Se dentro dos blocos é a quietude do corpo que domina, engolindo em seco com o pensamento em revolta, no exterior, o cenário é igualmente aterrador. Desde a praça da formatura à forca coletiva, as próprias câmaras de gás e crematórios também eram visitáveis.
Mas, e falo na primeira pessoa, as lágrimas não as pude mais conter quando, à porta do bloco 6: "A Vida do Prisioneiro", estava longe de imaginar o que iria encontrar. Aflige processar toda a informação lida sobre a história, sobre o desenrolar dos acontecimentos, o coração aperta-se quando te deparas com as toneladas de cabelo humano que era rapado para produzir tecidos de crina e feltro, e, minutos depois, à entrada de um corredor com término sem que lhe vejas o fim, toda a dor ganha um rosto. Dois, três, dezenas, centenas, milhares. Nas paredes de uma cor que deveria transmitir tranquilidade, gera-se uma antítese que não sabes descrever. A esperança de um lado, o sofrimento do outro, numa sobreposição quase unificada. Ouves, lá ao fundo, num aglomerado de sossego, uma voz que diz: "Todas as mulheres e todos os homens que aparecem nas fotos, morreram no campo."

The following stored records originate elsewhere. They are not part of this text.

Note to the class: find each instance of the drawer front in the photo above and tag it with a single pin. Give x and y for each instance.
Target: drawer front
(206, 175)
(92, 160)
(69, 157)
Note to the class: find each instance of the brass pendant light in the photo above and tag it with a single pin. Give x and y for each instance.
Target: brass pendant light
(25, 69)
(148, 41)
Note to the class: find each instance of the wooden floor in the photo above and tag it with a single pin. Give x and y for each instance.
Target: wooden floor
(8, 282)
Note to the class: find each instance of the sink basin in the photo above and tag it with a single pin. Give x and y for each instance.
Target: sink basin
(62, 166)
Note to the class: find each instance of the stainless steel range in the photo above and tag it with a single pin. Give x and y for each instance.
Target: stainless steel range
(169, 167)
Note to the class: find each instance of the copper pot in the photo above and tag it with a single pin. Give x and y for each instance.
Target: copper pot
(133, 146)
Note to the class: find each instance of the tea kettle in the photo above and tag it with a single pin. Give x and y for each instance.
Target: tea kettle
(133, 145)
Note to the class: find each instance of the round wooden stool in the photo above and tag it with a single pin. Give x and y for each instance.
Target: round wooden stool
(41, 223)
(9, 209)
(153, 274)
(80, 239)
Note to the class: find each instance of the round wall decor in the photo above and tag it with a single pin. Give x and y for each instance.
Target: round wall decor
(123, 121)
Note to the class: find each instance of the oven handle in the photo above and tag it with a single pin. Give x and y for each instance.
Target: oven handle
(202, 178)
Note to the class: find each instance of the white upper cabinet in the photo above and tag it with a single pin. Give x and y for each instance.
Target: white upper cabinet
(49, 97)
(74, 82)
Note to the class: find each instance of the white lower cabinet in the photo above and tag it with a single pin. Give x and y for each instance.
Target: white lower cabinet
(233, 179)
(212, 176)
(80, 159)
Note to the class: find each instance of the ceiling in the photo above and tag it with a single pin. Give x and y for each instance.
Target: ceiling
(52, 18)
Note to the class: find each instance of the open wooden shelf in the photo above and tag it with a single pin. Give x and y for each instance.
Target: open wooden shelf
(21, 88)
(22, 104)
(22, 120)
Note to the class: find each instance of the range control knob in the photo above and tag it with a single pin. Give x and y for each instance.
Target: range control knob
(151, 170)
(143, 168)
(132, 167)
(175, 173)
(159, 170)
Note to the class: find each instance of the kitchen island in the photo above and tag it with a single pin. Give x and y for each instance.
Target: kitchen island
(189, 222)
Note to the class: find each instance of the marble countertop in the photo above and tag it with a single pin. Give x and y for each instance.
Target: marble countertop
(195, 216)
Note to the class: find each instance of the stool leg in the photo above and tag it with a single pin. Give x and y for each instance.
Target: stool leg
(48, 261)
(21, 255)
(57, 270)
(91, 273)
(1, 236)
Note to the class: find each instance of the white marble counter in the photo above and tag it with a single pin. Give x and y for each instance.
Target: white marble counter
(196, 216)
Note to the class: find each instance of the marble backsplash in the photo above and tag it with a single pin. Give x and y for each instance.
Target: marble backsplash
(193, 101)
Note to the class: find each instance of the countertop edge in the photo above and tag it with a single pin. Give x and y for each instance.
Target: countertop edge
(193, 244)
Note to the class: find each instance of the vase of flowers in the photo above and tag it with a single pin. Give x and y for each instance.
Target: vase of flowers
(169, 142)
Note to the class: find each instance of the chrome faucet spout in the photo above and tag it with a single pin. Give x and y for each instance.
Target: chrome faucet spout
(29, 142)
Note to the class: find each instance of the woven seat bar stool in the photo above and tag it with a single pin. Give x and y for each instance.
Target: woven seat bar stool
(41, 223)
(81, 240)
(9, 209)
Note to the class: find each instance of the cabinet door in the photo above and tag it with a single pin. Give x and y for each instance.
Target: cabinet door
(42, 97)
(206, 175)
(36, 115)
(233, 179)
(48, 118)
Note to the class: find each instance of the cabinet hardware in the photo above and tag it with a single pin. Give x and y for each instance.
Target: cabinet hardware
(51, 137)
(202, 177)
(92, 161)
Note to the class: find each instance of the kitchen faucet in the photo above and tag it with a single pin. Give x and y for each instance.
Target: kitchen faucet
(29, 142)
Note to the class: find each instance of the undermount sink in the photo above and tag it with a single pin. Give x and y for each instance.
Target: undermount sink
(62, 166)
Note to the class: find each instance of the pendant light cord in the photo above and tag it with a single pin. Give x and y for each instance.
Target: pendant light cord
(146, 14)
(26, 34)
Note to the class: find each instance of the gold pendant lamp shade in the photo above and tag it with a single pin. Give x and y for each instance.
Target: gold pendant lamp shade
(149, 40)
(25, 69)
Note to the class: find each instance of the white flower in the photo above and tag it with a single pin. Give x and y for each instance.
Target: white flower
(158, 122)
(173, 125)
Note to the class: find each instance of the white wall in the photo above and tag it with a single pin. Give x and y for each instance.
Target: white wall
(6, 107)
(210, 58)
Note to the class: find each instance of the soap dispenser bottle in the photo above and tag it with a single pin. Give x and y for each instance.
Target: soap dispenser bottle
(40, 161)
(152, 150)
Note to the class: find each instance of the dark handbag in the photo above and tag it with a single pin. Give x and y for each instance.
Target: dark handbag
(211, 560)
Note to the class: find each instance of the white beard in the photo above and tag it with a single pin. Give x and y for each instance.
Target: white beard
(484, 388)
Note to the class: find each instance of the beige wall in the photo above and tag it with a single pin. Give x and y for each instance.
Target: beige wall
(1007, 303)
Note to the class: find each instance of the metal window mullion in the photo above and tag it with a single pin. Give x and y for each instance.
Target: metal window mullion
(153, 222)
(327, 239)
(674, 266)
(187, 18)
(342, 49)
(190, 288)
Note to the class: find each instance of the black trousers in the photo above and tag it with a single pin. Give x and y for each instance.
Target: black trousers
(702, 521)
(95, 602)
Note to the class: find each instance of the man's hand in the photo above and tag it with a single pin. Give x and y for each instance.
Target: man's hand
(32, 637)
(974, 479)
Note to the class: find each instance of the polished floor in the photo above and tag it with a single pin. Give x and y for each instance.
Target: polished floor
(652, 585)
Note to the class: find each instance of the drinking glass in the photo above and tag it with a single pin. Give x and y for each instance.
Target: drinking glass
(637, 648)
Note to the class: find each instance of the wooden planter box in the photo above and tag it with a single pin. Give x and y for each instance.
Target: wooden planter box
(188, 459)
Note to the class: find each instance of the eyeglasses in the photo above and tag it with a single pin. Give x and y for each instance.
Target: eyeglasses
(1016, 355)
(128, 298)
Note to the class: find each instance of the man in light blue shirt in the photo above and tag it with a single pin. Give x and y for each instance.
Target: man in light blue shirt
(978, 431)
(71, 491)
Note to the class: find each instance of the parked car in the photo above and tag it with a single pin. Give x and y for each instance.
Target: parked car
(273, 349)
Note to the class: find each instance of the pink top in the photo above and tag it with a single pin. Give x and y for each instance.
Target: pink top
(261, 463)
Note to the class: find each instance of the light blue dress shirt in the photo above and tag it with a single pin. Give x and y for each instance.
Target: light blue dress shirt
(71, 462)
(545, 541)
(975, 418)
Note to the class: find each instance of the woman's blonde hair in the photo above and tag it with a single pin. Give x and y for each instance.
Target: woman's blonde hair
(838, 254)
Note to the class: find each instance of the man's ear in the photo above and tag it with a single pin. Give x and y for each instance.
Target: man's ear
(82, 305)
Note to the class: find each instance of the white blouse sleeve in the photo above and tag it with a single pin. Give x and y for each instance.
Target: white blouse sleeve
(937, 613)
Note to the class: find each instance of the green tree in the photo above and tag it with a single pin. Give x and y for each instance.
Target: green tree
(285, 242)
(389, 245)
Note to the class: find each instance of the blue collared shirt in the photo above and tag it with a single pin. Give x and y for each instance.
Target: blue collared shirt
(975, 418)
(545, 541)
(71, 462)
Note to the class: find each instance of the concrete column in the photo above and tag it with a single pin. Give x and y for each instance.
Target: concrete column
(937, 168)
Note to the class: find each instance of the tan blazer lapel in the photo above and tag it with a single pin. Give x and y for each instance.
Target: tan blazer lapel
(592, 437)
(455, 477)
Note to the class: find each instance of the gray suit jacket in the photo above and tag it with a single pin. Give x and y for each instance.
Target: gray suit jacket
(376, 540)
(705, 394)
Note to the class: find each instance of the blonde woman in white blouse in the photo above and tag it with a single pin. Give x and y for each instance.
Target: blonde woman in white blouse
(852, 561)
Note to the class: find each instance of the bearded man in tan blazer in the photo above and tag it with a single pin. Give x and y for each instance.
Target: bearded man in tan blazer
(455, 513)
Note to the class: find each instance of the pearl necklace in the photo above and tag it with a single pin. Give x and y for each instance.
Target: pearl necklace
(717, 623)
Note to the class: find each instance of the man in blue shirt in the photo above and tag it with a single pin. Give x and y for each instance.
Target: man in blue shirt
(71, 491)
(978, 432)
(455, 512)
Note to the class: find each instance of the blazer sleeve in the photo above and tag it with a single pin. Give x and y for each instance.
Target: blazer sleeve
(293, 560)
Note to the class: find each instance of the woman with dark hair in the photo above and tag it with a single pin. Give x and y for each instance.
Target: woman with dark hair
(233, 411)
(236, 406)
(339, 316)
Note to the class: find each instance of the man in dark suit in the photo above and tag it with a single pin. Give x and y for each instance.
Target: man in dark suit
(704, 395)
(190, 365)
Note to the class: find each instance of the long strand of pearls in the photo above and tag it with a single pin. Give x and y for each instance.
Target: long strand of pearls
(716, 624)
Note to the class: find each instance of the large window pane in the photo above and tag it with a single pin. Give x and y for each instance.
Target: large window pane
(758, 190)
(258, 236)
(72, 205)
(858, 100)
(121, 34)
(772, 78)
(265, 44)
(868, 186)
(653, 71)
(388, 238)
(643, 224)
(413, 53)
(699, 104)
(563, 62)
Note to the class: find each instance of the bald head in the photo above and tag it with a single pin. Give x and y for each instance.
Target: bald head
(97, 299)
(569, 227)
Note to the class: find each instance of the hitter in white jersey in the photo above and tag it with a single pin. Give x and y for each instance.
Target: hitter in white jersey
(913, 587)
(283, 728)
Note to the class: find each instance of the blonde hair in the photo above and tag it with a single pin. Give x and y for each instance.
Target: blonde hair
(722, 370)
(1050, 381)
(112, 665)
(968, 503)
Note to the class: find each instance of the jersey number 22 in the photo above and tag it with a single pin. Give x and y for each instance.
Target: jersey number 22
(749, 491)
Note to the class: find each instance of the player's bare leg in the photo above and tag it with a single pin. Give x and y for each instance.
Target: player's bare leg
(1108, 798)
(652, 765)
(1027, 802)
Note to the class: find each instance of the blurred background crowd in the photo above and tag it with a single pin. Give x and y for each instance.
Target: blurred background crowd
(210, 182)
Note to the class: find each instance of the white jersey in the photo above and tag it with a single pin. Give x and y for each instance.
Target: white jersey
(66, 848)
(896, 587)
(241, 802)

Tu, permaneces ali, como se o mundo se afastasse de ti sem que abandonasses aquele lugar. A cada passo que dás, um outro alguém. Com identidade, com um nome, uma data e, sobretudo, uma expressão comum a quase todas aquelas molduras que pareciam forrar de negro a irónica serenidade: descrença, mágoa, tristeza, angústia, vulnerabilidade. Uma vontade roubada que deu origem ao desespero e à inevitabilidade do desistir. Conformismo, complacência. Subjugando-se à cobardia de quem se julga mais que o ninguém que sempre foi. E o sentido para a vida que sempre existiu, desaparece na poeira pisada pelos pés descalços numa escravatura sem retorno, onde o regresso é somente ao nada de onde todos surgimos.
Desumano, bárbaro, hediondo, imperdoável e incompreensível. Sinto o maior desapreço por tais atos e o mais sincero respeito por todos os que foram vítimas de quem nem alma nem coração teve. Cativos num regime totaltarista e ditatorial.
Pelos que morreram em vão. Pelos que sobreviveram à deriva, abraçados ao que tinham de melhor dentro si. Uma viagem de amadurecimento, a minha. E de tantos, na resiliência afogada pela injustiça cruel de quem nunca foi capaz de ver o mundo da cor que ele é. A cor da liberdade.